Reality evaluation of semi-supervised learning algorithm

Editor's note: Semi-supervised learning is a very popular research field in recent years. After all, the essence of machine learning model is a "monster" that "eats" data. Although the real world has massive data, the labeled data for a certain problem is still extremely high. Scarce. In order to accomplish more real-world tasks with less labeled data, researchers came up with this ingenious method of extracting data structures from unlabeled data. So can it be used for real-world tasks? Today Lunzhi brought a Google Brain paper included in NIPS 2018: Realistic Evaluation of Semi-Supervised Learning Algorithms.

Summary

Semi-supervised learning (SSL) provides a powerful framework when encountering problems such as limited labeling or insufficient funds to invite people to label data. In recent years, SSL algorithms based on deep neural networks have proven useful in standard benchmarking tasks. However, we believe that these benchmarks cannot solve the various problems that these algorithms will face when applied to actual tasks.

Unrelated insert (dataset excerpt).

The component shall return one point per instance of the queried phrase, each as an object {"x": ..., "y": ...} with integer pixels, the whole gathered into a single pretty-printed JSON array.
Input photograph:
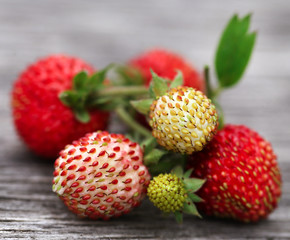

We recreated unified implementations for some widely used SSL algorithms and tested them in a series of tasks. Experiments have found that: the performance of simple baselines that do not use unlabeled data is usually underestimated; for different amounts of labeled data and unlabeled data, the sensitivity of the SSL algorithm is also different; and when the unlabeled data set contains those that do not belong to this category When data, network performance will be greatly reduced.

In order to help guide SSL research to truly adapt to the real world, we have published a unified re-implementation and evaluation platform for the paper.

Introduction

Numerous experiments have confirmed that if we label a large amount of data, then deep neural networks can achieve similar or even superhuman performance on some supervised learning tasks. However, this success comes at a price. In other words, in order to create a large data set, we often have to expend a lot of manpower, financial resources, and risk on data labeling. Therefore, for many practical problems, they do not have enough resources to construct a large enough data set, which limits the wide application of deep learning.

One possible way to solve this problem is to use a semi-supervised learning framework. Compared with supervised learning algorithms that require labeled data, the SSL algorithm can extract data structures from unlabeled data, thereby improving network performance, which lowers the operating threshold. And some recent research results also show that, in some cases, even if most of the data in a given data set has lost labels, the SSL algorithm can approach the performance of purely supervised learning.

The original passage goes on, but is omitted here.